Beyond what transfer pricing legislation will provide, taxpayers may also derive the following benefits:

  • Enhanced transparency and certainty: Transfer pricing legislation provides greater transparency and clarity regarding intercompany transactions and transfer pricing policies. This transparency can foster trust and confidence among taxpayers as clear guidelines create certainty regarding tax treatment and ensuring fair business practices, to assist in proactively managing risk. The Inland Revenue will be better placed and responsible to make well-informed decisions regarding a taxpayer.
  • Attract foreign investment: Foreign investors often seek countries with transparent and well-defined tax frameworks. The provision of a clear set of rules and guidelines for transfer pricing reduces uncertainty and enables investors to feel more secure in their understanding of the transfer pricing requirements and potential tax implications.
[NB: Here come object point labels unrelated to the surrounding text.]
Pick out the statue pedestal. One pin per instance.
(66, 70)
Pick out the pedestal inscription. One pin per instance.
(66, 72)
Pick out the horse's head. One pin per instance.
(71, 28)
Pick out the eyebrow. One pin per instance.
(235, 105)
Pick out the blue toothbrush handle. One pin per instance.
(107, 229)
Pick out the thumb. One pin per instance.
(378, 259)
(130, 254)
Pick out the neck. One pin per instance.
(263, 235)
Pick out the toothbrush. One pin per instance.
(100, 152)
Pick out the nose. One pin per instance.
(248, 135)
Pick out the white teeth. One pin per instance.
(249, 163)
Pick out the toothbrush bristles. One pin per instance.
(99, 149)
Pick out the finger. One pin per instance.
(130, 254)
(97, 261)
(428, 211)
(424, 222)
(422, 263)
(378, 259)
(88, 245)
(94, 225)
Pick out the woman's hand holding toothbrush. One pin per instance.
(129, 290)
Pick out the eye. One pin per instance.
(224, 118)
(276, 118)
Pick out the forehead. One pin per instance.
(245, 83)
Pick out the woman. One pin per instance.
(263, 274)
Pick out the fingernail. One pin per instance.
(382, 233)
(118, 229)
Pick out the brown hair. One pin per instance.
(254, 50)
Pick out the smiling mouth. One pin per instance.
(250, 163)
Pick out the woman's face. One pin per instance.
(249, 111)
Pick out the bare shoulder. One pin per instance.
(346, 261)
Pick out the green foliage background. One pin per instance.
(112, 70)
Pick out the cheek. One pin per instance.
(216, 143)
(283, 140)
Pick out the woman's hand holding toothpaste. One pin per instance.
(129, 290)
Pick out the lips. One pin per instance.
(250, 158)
  • Improved tax compliance: Legislation and documentation requirements will encourage taxpayers to maintain detailed records and conduct thorough transfer pricing analyses. This promotes tax compliance to require businesses to strive to align their transfer pricing practices with the arm’s length principle and disclosure requirements.
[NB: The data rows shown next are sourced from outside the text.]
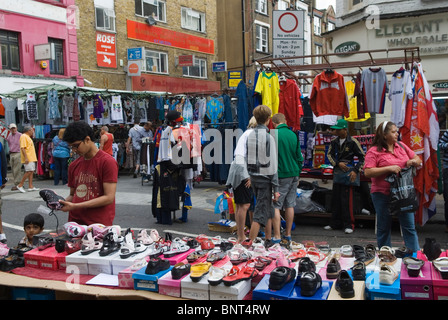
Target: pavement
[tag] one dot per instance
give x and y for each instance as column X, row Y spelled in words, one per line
column 133, row 209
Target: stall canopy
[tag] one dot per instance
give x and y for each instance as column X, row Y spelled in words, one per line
column 42, row 90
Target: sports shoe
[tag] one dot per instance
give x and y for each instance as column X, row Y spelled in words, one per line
column 310, row 282
column 51, row 198
column 344, row 285
column 280, row 276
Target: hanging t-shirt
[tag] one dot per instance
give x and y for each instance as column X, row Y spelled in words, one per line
column 328, row 96
column 374, row 88
column 116, row 112
column 98, row 107
column 353, row 104
column 268, row 87
column 399, row 93
column 31, row 106
column 290, row 104
column 215, row 109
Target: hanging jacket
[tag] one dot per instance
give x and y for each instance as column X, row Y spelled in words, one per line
column 328, row 96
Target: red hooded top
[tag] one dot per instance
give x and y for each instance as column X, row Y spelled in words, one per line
column 328, row 96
  • Reduced risk of disputes: Transfer pricing documentation serves as evidence of arm’s length pricing and can help prevent transfer pricing disputes between taxpayers and tax authorities. It helps to mitigate tax risks by establishing clear rules and procedures for determining arm’s length prices. This reduces the likelihood of tax assessments, penalties, and double taxation resulting from transfer pricing disputes. Taxpayers can have greater certainty about their tax obligations, enabling them to plan and allocate resources more effectively.
  • Alignment with international standards: Implementing legislation that aligns with international transfer pricing standards can signal T&T’s commitment to international best practices. This alignment can enhance the country’s reputation as a reliable and compliant jurisdiction.

Contrary to the perception that transfer pricing primarily benefits tax authorities, transfer pricing legislation can also be advantageous to taxpayers. Legislating transparent and robust transfer pricing policies can be crucial for ensuring fairness, fostering sustainable growth, competitiveness, certainty, and confidence for taxpayers.